Host validation: Before delivering, the host checks that this agent group is permitted to send to the destination. The agent-runner copies routing; the host validates.

Multi-destination pattern (customization): An agent may need to send to a different channel than the origin (e.g., a webhook triggers a Slack notification). This is supported via custom code, not built into the core:

1. Add a destinations table to the session DB mapping logical names to routing fields
2. Populate it from the host when setting up the session
3. Modify the agent's prompt to list available destinations
4. Agent chooses a destination by name; agent-runner resolves to routing fields
5. Host validates as usual

This is documented as a pattern, not a built-in feature.

Core Properties

• Container isolation via filesystem mounts
• Credential proxy (OneCLI)
• Per-agent-group workspace (folder, CLAUDE.md, skills)
• Polling-based (not event-driven)
• Per-agent-group agent-runner recompilation on container startup (agent can modify its own source, request rebuild/restart, changes persist across teardowns)
• Host ↔ container IO through mounted session DBs (messages_in / messages_out) — no stdin piping, no IPC files
• Agent commands are messages_out rows with kind: 'system'
• Agent-to-agent supported via target-agent routing on messages_out
• Scheduling uses process_after / deliver_after + recurrence on the same message tables
• Media via signed URLs, downloaded in the container
• Channel adapters use the Chat SDK bridge + a standard interface (trunk ships only the bridge/registry; platform adapters install via /add-<channel> skills)
• Routing: channel adapter extracts IDs, host maps to entities
• Concurrency: Chat SDK per-channel + container limits
• Session scoping: per-session DB, multiple sessions per agent group

Design Decisions

Session DB location: Not in the agent group folder. Separate directory (e.g., sessions/{session_id}/). Each session gets its own folder containing session.db and the Claude SDK's .claude/ directory. The session identity IS the folder — no need to track Claude SDK session IDs.

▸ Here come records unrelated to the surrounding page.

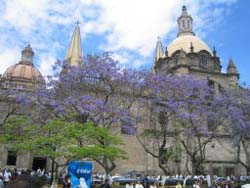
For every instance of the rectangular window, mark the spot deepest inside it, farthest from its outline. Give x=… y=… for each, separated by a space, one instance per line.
x=128 y=129
x=12 y=158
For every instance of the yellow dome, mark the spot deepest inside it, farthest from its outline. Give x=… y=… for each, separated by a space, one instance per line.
x=184 y=42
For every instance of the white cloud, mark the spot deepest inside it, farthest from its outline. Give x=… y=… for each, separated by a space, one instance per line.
x=9 y=57
x=125 y=26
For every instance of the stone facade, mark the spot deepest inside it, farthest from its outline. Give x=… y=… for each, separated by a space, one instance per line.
x=187 y=54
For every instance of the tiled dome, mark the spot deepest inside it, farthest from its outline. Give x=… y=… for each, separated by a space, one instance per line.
x=24 y=75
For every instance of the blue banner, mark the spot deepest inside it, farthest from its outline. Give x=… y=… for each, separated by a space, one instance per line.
x=80 y=173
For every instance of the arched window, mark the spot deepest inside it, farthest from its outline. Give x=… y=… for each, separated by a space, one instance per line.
x=203 y=60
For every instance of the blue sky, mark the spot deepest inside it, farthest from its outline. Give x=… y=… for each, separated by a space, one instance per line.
x=128 y=28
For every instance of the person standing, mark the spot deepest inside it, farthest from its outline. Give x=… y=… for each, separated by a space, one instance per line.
x=6 y=176
x=178 y=185
x=139 y=185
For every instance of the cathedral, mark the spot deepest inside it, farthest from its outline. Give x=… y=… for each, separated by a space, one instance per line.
x=186 y=54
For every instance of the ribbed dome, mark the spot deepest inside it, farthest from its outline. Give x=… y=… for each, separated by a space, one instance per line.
x=23 y=72
x=24 y=75
x=184 y=42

Container mount structure:

/workspace/                 ← mount: session folder (read-write)
  .claude/                  ← Claude SDK session data (auto-created)
  session.db                ← session SQLite DB
  outbox/                   ← agent-runner writes outbound files here
  agent/                    ← mount: agent group folder (nested, read-write)
    CLAUDE.md               ← agent instructions
    skills/                 ← agent skills
    ... working files

Two directory mounts: session folder at /workspace, agent group folder at /workspace/agent/. The agent-runner CDs into /workspace/agent/ to run the agent. Claude SDK writes .claude/ at /workspace/.claude/ (root of the workspace). The session DB is at /workspace/session.db.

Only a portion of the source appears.